Minimum of a quadratic restricted to a hyperplane

165 Views Asked by At

I am trying to solve the following optimization problem $$ \begin{cases} \min f(x_1, \dots, x_n) = \sum_{i = 1}^na_ix_i^2, \quad a_i \ge 0 \\[0.4em] \!\text{s.t.}: \\ \begin{cases} x_i \ge 0, & i = 1\dots n \\[0.45em] \sum_{i = 1}^n x_i = 1, & i = 1\dots n \end{cases} \end{cases} $$

In order to do so I have tried to use the Karush-Kuhn-Tucker conditions of first order, by defining first the functions $$ g_k(x_1, \dots, x_n) = -x_k, \quad k = 1\dots n $$ and $$ h(x_1, \dots, x_n) = \sum_{i = 1}^n x_i - 1, $$ and their corresponding Lagrangian $$ \mathcal{L}(x, \mu, \lambda) = f + \mu^Tg + \lambda h. $$

After that, I have imposed the conditions

  1. Stationary: $$ \nabla\mathcal{L} = \nabla f + \mu^T Dg + \lambda Dh = 0 $$
  2. Dual feasibility: $$ \mu_i \ge 0, \quad i = 1\dots n $$
  3. Complementary slackness: $$ \sum_{i = 1}^n \mu_i g(x_i) = 0 $$

But without much success.
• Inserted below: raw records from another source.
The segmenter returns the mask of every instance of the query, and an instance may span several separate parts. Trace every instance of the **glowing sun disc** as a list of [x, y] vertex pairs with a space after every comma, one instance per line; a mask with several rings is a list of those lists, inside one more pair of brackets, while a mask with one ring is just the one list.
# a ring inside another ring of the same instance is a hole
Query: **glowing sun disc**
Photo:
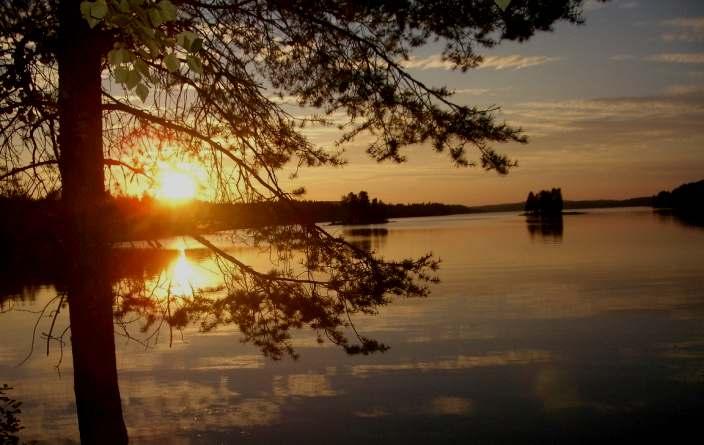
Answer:
[[170, 167], [162, 167], [157, 180], [156, 196], [167, 201], [195, 198], [198, 185], [193, 175]]

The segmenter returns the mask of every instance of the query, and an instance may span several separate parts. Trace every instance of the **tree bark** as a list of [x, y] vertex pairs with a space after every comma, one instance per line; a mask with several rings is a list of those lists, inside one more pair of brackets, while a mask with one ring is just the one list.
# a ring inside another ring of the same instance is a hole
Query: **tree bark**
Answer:
[[81, 443], [126, 444], [108, 277], [101, 115], [102, 37], [80, 0], [59, 3], [59, 167], [74, 391]]

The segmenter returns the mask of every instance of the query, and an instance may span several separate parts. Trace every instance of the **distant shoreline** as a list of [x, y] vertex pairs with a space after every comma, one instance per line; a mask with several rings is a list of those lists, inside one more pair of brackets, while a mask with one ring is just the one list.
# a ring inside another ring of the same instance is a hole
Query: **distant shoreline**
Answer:
[[[592, 199], [581, 201], [564, 201], [565, 210], [581, 209], [609, 209], [615, 207], [652, 207], [653, 197], [643, 196], [629, 199]], [[481, 206], [463, 206], [467, 208], [466, 213], [489, 213], [489, 212], [511, 212], [522, 211], [525, 207], [523, 202], [512, 202], [506, 204], [488, 204]], [[463, 212], [464, 213], [464, 212]], [[565, 213], [563, 214], [571, 214]]]

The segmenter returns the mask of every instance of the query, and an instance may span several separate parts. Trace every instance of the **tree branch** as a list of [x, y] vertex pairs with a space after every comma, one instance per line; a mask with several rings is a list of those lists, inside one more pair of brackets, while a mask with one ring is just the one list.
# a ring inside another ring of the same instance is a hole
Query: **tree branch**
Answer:
[[[22, 167], [13, 168], [12, 170], [8, 171], [7, 173], [3, 173], [2, 175], [0, 175], [0, 181], [3, 181], [9, 177], [15, 176], [15, 175], [22, 173], [24, 171], [27, 171], [27, 170], [32, 170], [37, 167], [46, 167], [49, 165], [57, 165], [58, 163], [59, 163], [59, 161], [57, 161], [56, 159], [50, 159], [48, 161], [35, 162], [33, 164], [28, 164], [28, 165], [23, 165]], [[135, 174], [142, 175], [149, 180], [153, 180], [152, 177], [149, 174], [147, 174], [147, 172], [145, 172], [143, 168], [134, 167], [132, 165], [127, 164], [126, 162], [123, 162], [123, 161], [120, 161], [117, 159], [104, 159], [103, 164], [107, 165], [108, 167], [124, 167]]]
I get the equations $$ \begin{cases} 2 a_i x_i - \mu_i + \lambda = 0, & i = 1 \dots n \\[0.4em] \mu_i \ge 0, & i = 1\dots n \\[0.4em] \sum_{i = 1}^n \mu_i x_i = 0 \end{cases} $$

The only idea so far that has yield something interesting is multiplying the first equation by $x_i$ and summing it for all $i = 1 \dots n$, which yields $$ 2 \sum_{i = 1}^n a_i x_i^2 - \sum_{i = 1}^n{\mu_i x_i} + \sum_{i = 1}^n \lambda x_i = 0, $$ and can be futher simplified to $$ 2 \sum_{i = 1}^n a_i x_i^2 + \lambda = 0, $$ that is $$ \lambda = -2f. $$

My intuition is that this problem should indeed have a minimum and that I should be able to find it using the KKT conditions. I think about the 2D case and I can imagine a paraboloid (since $a_i \ge 0$) being intersected by a plane ($\sum_{i = 1}^nx_i = 1$), which gives a parabola as a result and has a minimum.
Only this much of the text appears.